I wanted to share a quick thought about Arizona's Janet Napolitano's nomination as Director of Homeland Security. What I really think we're seeing here is Barack Obama at his most farseeing and strategic. This week, we learned that John McCain plans to run for re-election in 2010. By tapping Napolitano, Obama has probably neutralized the only real threat to McCain's hopes for a fifth Senate term. Why is this smart? Because a soothed, magnanimous-feeling McCain would be a tremendous asset for Obama's climate change/energy agenda. Obama, as Rahm Emanuel put it, will "throw long and deep" on health care reform and climate change/energy legislation (Hallelujah!). Now get this: McCain and some guy named Joe Lieberman introduced the Senate's first ever climate bill in 2003. Climate change appeals to McCain's Teddy Roosevelt complex - McCain calls it "a national security issue." So Obama is pursuing an ego-stroking strategy with McCain like's Lieberman strategy: votes over revenge.

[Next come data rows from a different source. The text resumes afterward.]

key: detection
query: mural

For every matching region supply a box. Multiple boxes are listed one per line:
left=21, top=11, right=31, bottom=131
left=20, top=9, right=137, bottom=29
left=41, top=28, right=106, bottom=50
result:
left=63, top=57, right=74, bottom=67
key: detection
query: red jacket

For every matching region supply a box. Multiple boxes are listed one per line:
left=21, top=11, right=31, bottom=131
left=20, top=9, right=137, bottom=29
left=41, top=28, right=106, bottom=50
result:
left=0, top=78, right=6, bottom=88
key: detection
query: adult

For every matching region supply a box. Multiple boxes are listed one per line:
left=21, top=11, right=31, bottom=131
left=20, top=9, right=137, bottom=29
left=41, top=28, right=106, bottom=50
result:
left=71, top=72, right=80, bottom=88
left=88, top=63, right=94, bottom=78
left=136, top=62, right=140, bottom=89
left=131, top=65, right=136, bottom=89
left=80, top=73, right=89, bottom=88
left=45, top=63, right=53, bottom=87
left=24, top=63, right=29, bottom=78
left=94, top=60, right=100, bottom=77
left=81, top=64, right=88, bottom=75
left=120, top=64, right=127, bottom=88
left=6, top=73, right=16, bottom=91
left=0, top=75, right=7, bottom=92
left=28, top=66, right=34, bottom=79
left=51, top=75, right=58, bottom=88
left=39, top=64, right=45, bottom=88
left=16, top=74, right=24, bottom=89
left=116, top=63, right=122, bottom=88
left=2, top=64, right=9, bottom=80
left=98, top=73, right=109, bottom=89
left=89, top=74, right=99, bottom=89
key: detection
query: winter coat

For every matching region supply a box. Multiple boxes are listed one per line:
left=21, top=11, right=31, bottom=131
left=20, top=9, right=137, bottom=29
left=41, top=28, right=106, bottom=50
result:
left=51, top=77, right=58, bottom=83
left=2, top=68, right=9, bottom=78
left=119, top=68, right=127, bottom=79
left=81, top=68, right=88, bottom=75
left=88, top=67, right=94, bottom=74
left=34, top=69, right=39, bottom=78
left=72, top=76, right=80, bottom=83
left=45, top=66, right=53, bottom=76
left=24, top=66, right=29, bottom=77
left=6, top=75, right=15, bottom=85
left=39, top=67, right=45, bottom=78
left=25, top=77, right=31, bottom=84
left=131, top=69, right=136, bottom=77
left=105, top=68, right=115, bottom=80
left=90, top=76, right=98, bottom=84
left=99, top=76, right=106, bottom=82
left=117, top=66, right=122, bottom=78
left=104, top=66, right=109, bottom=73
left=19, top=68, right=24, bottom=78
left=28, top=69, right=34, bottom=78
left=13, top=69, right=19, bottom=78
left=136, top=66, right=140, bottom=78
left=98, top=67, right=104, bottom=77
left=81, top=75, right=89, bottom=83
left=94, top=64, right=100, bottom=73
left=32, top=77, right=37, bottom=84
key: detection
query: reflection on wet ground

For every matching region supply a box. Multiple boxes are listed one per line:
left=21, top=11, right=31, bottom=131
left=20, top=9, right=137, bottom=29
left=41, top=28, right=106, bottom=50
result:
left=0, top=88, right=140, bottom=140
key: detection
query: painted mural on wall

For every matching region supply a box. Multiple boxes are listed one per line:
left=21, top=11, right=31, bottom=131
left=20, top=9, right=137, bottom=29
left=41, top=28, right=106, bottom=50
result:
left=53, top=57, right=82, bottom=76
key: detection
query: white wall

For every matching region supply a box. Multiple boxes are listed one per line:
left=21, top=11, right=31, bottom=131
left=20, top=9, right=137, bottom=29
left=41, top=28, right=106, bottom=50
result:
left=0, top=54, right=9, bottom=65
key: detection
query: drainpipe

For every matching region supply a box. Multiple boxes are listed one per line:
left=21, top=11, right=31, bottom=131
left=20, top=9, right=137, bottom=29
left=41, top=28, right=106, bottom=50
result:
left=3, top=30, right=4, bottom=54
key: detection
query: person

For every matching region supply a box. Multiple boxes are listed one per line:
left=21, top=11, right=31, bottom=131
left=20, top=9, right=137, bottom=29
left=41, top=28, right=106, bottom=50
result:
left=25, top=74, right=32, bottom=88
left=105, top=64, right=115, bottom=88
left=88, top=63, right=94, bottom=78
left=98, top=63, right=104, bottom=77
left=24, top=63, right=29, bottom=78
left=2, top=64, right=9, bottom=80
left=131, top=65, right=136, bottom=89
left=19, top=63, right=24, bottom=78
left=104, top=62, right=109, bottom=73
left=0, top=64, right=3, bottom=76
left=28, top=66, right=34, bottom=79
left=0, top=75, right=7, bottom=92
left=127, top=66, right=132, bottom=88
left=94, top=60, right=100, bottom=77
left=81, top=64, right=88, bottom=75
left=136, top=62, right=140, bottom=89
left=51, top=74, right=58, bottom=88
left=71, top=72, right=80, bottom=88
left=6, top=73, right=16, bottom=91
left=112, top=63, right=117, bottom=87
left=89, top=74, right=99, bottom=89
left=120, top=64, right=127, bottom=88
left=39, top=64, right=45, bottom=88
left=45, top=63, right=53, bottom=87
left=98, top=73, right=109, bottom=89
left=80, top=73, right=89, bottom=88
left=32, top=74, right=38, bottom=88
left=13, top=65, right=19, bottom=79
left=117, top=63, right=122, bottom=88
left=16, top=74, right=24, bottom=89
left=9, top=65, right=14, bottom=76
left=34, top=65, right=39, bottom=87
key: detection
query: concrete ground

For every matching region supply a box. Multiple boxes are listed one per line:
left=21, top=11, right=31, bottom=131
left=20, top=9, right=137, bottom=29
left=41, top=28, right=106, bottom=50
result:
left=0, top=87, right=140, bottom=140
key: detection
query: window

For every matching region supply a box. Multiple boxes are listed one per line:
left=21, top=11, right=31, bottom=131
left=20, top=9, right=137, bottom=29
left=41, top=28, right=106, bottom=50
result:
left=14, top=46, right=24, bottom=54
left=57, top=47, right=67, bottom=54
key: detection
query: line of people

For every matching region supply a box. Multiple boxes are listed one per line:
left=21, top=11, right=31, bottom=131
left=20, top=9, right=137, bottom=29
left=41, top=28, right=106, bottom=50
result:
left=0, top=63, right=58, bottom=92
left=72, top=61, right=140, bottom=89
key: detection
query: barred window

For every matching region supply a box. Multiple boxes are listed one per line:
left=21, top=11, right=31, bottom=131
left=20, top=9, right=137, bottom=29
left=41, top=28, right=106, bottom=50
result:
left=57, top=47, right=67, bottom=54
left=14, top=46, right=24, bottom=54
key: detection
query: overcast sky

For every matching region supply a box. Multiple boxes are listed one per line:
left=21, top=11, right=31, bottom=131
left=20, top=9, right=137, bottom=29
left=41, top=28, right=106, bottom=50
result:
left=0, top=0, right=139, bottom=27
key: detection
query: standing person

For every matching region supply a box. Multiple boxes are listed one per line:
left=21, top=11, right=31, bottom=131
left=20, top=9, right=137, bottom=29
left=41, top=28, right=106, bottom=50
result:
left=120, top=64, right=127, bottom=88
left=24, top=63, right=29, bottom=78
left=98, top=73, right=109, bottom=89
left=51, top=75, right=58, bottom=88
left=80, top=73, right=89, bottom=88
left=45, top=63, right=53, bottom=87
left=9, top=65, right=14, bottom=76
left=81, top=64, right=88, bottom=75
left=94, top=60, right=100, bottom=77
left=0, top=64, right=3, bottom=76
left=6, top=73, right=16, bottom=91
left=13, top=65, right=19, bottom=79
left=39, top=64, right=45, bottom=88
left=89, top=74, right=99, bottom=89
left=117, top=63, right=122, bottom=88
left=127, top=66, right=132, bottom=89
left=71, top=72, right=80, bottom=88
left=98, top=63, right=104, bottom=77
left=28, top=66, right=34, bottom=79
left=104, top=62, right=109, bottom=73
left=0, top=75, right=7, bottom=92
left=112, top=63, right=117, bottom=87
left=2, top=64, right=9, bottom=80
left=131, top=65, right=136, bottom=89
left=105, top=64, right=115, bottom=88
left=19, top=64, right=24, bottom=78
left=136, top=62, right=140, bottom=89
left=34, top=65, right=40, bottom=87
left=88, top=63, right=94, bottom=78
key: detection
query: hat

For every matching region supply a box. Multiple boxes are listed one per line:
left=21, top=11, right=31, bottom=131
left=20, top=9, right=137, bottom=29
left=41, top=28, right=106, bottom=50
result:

Despite his embarrassing presidential campaign, McCain still commands real respect with the public, the media, and (hopefully) his Senate colleagues on the climate change issue. Ezra Klein has a great take on Obama's Lieberman strategy too. Remember: even if Al Franken and Jim Martin win and give the Democrats 60 Senate seats and a filibuster-proof majority, any monumental legislative initiative like Obama's energy agenda MUST have REAL bipartisan support to ensure its acceptance by the public and its long-term success and viability (that's why Pelosi sensibly demanded 100 Republican votes on the bailout bill). I think that history - and the progressive blogosphere - will vindicate Obama's "Olive Branch" strategy with McCain and Lieberman when Congress passes the Climate and Energy Bill and the Health Care Reform Bill. History might even tack on "The Great" before those pieces of legislation, like the Great Reform Act of 1832 in Britain. It will be fun to see how it all turns out.

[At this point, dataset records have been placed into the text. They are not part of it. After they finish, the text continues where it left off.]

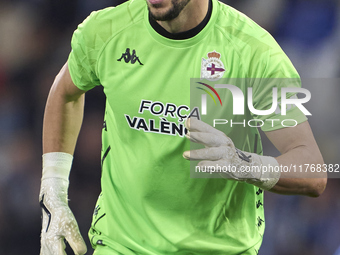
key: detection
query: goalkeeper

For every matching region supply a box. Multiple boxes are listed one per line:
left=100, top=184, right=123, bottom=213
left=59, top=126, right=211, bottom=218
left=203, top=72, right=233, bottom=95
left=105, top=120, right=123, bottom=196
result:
left=39, top=0, right=327, bottom=254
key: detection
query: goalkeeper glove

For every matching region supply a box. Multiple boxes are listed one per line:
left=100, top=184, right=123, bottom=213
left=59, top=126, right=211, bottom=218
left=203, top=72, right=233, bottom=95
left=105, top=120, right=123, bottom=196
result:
left=39, top=152, right=87, bottom=255
left=183, top=118, right=281, bottom=190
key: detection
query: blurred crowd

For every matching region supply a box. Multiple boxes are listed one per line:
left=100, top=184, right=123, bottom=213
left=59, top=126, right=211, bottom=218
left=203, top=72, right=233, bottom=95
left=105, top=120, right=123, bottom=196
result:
left=0, top=0, right=339, bottom=254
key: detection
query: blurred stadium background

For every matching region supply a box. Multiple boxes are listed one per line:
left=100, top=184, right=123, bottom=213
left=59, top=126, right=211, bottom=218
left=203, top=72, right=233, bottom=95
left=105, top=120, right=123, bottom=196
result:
left=0, top=0, right=339, bottom=254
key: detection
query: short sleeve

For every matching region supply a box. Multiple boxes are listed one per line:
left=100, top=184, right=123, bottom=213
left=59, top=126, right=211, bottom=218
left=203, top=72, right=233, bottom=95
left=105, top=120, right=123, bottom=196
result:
left=68, top=11, right=102, bottom=91
left=249, top=37, right=307, bottom=131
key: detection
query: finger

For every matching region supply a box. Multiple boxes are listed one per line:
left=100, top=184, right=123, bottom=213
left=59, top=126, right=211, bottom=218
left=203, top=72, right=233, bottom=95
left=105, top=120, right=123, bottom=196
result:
left=58, top=238, right=67, bottom=255
left=185, top=131, right=232, bottom=147
left=64, top=221, right=87, bottom=255
left=40, top=240, right=51, bottom=255
left=41, top=235, right=66, bottom=255
left=185, top=118, right=225, bottom=136
left=183, top=146, right=232, bottom=161
left=40, top=212, right=62, bottom=255
left=67, top=234, right=87, bottom=255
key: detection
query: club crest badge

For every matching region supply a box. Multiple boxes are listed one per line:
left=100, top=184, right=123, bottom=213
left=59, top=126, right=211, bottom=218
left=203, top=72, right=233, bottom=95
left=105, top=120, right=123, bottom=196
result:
left=201, top=51, right=226, bottom=81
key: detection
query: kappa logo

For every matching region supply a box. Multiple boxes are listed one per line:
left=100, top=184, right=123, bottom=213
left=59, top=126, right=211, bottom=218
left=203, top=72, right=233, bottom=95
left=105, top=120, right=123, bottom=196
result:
left=117, top=48, right=143, bottom=65
left=201, top=51, right=226, bottom=81
left=257, top=216, right=264, bottom=228
left=256, top=200, right=263, bottom=209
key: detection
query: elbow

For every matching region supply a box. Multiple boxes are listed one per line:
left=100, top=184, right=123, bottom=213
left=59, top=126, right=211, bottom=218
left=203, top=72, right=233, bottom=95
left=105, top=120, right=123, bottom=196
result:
left=308, top=177, right=327, bottom=197
left=307, top=156, right=327, bottom=197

Oh, and I do think Napolitano's a solid choice - her leadership gets high marks, she seems tough as nails, and her experience with the immigration crisis as AZ Attorney General and governor seems quite relevant. Nonetheless, I had my heard set on an NYPD guy. New York's finest are the probably the most innovative, experienced, and savvy counter-terrorism practitioners in America - but hopefully Raymond G. Kelly or Michael Sheehan will be helping her bring some order to the current DHS chaos with Janet Napolitano as their boss.
Update: Chris Orr just made pretty much the same pointas me in a blog entry he just posted at TNR - although he makes his point in a more staid, grounded, less gushy, and better written way than mine.
It occurred to me yesterday that, while the primary reason for Barack Obama to intervene on Joe Lieberman's behalf was clear enough--he wants to keep that vote on his side--a corollary benefit was that it serves as a kid of peace offering to John McCain, a sign that there are no hard feelings and that Obama is serious about working with the "other" side. McCain is never going to be the leader of the congressional opposition to Obama, after all, so his best bet to remain relevant is probably to refashion himself again as a moderate Republican who can work with Democrats--a role he seems to prefer to to partisan diehard in any case. Assuming he's on the list of Republicans with at least occasionally "gettable" votes on Obama's priorities (along with Snowe, Collins, etc.) what better way to get him (and in some cases, perhaps even Lindsey Graham, too?) than to use his pal Joe as a goodwill ambassador?
The news that Obama may have chosen Arizona Governor Janet Napolitano to run the Department of Homeland Security struck me similarly. Obviously, the main reason for Obama's choice (if the reports are accurate) is that he likes and trusts Napolitano--one of his early, steadfast supporters--and thinks she would do a good job. But, again, if a secondary priority is wooing McCain, you could hardly think of a better way to do it. McCain said this week that he intends to run for reelection in 2010, and by far the largest obvious obstacle for him was Napolitano, whose term-limited tenure as governor is up the same year, whom many had speculated might challenge McCain for his seat, and who even led him in one (very) early poll. If you're John McCain, Obama's finding something else for Napolitano to do with her time probably looks like a pretty big favor.